Dabei ist die epische Dimension keineswegs zu vernachlässigen. Die Charaktere verkörpern Archetypen, die Verwicklungen könnten Homer oder Shakespeare entlehnt sein, die vorangestellten Zitate aus Ilias und Aeneis deuten das schon an. Dabei wurde ich mehrfach an Nesbos genialen "Macbeth" erinnert. Anhand des kriminellen Milieus aus irischen und italienischen Mafiafamilien zeigt Winslow auf, wie Kriege ausbrechen und sich entwickeln, mit all ihren Alliancen und zerstörerischen Schlachten.
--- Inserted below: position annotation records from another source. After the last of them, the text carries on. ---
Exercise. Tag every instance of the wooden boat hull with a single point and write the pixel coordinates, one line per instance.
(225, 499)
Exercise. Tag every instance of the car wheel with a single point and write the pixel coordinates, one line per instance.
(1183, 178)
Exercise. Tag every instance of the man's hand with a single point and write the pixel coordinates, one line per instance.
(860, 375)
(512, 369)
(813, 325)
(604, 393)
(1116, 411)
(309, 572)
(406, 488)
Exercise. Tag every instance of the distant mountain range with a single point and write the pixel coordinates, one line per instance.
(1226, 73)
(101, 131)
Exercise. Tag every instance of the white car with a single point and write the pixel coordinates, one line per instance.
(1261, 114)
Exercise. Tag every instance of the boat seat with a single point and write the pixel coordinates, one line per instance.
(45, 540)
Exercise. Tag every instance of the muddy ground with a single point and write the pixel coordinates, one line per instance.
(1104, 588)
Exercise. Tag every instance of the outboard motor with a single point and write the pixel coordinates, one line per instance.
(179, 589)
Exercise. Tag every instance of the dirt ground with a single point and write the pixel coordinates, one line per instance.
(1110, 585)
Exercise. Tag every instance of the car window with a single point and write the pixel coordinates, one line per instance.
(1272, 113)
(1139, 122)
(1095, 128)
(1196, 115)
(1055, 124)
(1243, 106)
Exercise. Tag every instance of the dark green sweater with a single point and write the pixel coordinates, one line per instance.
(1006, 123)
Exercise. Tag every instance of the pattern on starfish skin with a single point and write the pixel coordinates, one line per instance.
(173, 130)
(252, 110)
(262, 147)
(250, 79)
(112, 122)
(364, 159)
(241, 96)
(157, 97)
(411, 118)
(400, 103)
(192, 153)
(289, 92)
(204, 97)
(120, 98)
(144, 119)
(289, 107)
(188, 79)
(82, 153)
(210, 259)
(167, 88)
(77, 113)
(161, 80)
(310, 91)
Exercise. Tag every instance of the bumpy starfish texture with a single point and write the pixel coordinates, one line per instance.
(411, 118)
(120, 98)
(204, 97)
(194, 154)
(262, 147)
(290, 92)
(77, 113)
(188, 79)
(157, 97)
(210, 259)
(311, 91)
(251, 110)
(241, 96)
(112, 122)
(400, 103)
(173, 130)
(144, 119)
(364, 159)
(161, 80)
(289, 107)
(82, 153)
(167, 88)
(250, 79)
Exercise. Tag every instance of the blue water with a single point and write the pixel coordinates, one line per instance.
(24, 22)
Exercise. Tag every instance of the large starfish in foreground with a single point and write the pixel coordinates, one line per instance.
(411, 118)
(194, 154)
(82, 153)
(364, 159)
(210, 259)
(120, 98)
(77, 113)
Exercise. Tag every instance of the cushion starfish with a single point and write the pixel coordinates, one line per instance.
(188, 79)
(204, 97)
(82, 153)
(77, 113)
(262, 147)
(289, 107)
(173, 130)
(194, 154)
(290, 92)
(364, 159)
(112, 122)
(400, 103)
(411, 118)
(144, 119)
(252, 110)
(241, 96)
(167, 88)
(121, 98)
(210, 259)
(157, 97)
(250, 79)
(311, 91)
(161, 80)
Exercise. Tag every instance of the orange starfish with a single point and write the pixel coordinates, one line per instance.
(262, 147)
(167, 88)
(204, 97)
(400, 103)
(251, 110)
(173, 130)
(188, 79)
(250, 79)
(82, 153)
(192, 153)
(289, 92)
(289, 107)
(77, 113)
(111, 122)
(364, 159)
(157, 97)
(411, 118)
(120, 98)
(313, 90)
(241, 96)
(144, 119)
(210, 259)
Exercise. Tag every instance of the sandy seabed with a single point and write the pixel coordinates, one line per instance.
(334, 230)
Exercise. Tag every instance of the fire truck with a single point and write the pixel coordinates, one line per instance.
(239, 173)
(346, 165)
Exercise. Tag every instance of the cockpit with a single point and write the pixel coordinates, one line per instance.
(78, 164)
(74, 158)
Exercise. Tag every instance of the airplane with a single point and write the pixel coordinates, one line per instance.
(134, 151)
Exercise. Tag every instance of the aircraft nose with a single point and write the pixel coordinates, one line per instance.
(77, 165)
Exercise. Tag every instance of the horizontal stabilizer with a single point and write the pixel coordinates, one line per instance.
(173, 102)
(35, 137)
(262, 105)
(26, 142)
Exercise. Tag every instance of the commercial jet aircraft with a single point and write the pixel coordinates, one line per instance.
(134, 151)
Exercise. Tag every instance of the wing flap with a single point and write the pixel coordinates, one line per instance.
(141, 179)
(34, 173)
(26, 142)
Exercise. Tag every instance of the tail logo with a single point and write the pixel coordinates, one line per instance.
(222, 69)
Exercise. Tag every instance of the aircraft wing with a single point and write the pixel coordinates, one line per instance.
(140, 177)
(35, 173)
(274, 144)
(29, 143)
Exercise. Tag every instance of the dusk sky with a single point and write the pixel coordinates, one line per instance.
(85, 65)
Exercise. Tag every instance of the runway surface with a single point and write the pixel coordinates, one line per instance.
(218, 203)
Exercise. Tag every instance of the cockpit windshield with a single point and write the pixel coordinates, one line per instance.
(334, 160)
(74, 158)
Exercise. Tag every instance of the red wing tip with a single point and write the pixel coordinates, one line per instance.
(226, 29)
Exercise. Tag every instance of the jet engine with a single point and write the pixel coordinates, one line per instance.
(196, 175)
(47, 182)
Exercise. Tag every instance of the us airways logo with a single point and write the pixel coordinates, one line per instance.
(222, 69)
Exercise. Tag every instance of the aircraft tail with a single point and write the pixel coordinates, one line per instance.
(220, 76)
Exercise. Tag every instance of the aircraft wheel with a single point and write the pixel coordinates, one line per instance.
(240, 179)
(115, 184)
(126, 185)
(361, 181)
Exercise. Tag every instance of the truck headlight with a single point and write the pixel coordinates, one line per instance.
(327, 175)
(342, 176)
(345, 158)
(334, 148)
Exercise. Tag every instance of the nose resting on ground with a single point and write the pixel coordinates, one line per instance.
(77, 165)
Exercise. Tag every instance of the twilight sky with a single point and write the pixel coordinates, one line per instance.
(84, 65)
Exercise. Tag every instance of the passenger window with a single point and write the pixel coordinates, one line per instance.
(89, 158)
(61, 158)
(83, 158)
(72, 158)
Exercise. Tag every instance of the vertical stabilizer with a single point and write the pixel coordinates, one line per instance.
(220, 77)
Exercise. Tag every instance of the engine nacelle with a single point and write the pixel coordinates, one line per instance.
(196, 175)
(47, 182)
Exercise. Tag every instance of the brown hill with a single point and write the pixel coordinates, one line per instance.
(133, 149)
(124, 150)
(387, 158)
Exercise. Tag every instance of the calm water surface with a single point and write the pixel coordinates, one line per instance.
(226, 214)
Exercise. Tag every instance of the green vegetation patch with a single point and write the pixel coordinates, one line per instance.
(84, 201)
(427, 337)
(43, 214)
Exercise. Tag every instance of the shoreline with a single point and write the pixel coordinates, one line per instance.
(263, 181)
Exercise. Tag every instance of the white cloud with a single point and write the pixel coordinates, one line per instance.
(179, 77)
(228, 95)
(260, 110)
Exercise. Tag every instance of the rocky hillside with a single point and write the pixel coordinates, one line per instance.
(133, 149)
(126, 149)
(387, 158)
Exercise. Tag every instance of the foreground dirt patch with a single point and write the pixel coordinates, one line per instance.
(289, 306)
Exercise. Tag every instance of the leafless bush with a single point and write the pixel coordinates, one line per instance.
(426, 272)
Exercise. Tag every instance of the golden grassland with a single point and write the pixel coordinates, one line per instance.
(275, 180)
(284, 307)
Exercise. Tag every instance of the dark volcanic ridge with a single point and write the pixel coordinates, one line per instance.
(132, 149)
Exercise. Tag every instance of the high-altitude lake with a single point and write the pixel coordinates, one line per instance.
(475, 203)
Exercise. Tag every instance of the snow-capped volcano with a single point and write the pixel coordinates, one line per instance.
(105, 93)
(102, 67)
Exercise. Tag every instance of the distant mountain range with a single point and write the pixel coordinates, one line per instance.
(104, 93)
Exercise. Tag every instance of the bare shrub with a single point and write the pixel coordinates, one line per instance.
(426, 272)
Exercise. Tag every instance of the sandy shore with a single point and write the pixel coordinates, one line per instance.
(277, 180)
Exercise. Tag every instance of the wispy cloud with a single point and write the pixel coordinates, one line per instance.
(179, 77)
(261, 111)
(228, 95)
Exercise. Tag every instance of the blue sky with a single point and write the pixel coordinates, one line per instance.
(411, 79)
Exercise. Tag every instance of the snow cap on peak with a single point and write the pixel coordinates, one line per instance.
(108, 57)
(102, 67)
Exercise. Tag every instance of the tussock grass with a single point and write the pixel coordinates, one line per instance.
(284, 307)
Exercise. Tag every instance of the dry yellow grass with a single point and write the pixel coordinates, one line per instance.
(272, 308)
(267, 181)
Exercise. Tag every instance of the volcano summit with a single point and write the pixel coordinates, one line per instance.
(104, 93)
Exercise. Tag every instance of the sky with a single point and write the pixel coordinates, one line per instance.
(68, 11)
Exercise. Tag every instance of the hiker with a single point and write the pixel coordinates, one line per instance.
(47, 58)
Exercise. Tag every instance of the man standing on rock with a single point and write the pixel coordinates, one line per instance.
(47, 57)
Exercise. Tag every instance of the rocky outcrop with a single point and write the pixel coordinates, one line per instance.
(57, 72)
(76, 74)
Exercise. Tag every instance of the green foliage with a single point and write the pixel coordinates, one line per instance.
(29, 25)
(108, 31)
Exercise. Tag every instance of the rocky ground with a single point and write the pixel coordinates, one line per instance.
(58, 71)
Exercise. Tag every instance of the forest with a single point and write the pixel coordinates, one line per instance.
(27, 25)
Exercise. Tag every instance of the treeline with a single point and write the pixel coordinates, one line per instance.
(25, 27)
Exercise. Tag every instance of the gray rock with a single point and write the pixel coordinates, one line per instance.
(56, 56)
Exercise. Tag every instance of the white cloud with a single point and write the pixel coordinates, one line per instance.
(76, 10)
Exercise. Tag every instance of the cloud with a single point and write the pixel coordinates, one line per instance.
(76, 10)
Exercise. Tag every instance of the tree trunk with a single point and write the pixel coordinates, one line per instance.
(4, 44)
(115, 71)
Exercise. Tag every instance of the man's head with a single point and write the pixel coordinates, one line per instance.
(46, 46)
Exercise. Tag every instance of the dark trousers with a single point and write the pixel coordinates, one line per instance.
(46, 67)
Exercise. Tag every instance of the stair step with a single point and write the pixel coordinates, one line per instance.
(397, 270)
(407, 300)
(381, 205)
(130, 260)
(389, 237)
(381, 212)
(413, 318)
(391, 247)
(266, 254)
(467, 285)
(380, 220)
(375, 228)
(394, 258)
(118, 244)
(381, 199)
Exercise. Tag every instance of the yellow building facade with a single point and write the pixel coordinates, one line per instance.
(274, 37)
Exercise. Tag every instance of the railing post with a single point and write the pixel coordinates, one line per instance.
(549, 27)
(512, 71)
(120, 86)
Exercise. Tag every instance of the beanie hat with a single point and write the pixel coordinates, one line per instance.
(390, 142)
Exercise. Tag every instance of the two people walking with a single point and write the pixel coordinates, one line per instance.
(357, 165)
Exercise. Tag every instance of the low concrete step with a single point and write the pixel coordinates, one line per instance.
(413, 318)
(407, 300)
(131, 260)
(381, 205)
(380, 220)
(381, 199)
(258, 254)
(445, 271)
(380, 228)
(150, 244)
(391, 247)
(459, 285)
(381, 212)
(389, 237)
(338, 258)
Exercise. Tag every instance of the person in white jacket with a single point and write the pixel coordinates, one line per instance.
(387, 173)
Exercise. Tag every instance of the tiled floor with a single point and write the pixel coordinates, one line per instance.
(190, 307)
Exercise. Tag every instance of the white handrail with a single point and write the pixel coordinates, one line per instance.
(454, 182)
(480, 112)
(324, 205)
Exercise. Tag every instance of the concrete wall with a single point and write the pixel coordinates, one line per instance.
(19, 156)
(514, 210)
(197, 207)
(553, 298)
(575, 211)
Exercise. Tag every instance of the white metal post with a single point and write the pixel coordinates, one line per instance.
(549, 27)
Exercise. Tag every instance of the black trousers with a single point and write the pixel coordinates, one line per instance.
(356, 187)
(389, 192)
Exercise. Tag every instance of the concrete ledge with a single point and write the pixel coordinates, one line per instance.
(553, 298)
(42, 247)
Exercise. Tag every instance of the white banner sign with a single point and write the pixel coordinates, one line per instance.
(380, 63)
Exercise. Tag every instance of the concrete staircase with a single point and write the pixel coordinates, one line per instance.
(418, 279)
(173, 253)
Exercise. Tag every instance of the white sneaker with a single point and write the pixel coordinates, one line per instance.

Es geht um Ehre, Kränkung, Rache, aber natürlich auch ganz geschäftsmäßig um Geld, denn man hat ja Frau und Kinder zu ernähren. Meistens sind es Kleinigkeiten, die Gier und die Unbeherrschtheit Einzelner, die das Misstrauen säen und die Konflikte anschwellen lassen. Dumme Zufälle kommen noch erschwerend hinzu, aber "shit happens". Wie chemische Prozesse laufen die wechselnden Bündnisse ab. Als Katalysator dienen häufig Frauen, im positiven wie im negativen Sinn, das verleiht Dannys wieder aufgetauchter Mutter eine interessante Rolle.

Man muss sich die Namen gut merken können und die Familienzugehörigkeiten, um den Überblick nicht zu verlieren, da aber alle Agierenden durch eine Vorgeschichte skizziert werden, hat man sie plastisch vor Augen.

Bei den Altgedienten herrscht trotz aller Skrupellosigkeit sogar noch ein gewisses Ethos: "... was wenn seine Frau und seine Kinder in dem Wagen gewesen wären?" (S. 205). Glücklicherweise halten sich die Brutalitäten leidlich in Grenzen im Vergleich zu "Tage der Toten". Zu diesem Thema hat sich Winslow vor Kurzem in einem Interview gerechtfertigt: seine Recherchen haben ergeben, das das einfach die Realität darstellt in dieser Szene.

Ursprünglich beherrschen Iren und Italiener das Feld, dann holen die Iren noch Schwarze Drogenhändler ("Zulus") ins Boot - trotz ihres tiefsitzenden Rassismus, aus rein pragmatischen Gründen. Das erste Treffen letzterer ist wie ein Kabinettstücken der Satire verfasst: "Das ist Neokolonialismus. Weiße verkaufen Drogen in Schwarzen Vierteln." (S. 260)

In all der Unmenschlichkeit menschelt es immer wieder ganz gewaltig, das hält die Maschine am Laufen, erzeugt aber schwer erträgliche Kontraste aufgrund der daraus entstehenden Schizophrenie.

Schon lange habe ich nicht mehr einen derartigen Pageturner in wenigen nächtlichen Sitzungen gelesen. Ich freue mich auf die Fortsetzung.